Offer nesting material and perching spots with pussy willow

These little birds are also quite creative when it comes to building their nests. They utilize soft, flexible ingredients like plant fluff, grass, and bud coverings to make little beds about the size of a walnut. Pussy willow, a member of the salix genus, is well-known for its soft flower buds named after cat paws, but their bud scales are easy to forget about. The shiny shell falls off of the whip-like stems just before the pussy willow's flowers bloom, but with hummingbirds around, they don't all go to waste. Just make sure you have the male pussy willow if you specifically want the fuzzy buds.

Unlike the rest of the woody plants on this list, these blooms aren't appealing to the little birds. There are no petals or nectar for them to eat. However, if there are fruit flies to snack on while they are shopping for their nests, well that's just a bonus. 

Let them camouflage their nests with moss

With the adorable image of hummingbirds building a nest out of little pieces of plants and twigs fresh in mind, get ready for even more cute nest-building facts.

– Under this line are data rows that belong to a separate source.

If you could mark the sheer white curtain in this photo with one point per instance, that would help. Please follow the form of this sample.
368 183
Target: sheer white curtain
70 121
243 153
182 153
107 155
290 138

It takes about seven days to finish up, and while the base can be things like scales and leaves, the birds take great pains to make their nests soft and hidden. While the fluff from milkweed and pussy willows make a nice cushion, lichen and moss are also used in the process. The moss is used for camouflage to help the nest blend in with the tree bark it is built on.

But allowing and even planting moss in the shady parts of your garden are great for hummingbirds to fly down and snag some pieces. It's also an excellent ground cover, especially between pavers. Irish moss, a.k.a. Sagina subulata, only grows to one or two inches tall, so you don't have to mow it. It does prefer regular watering to keep it green.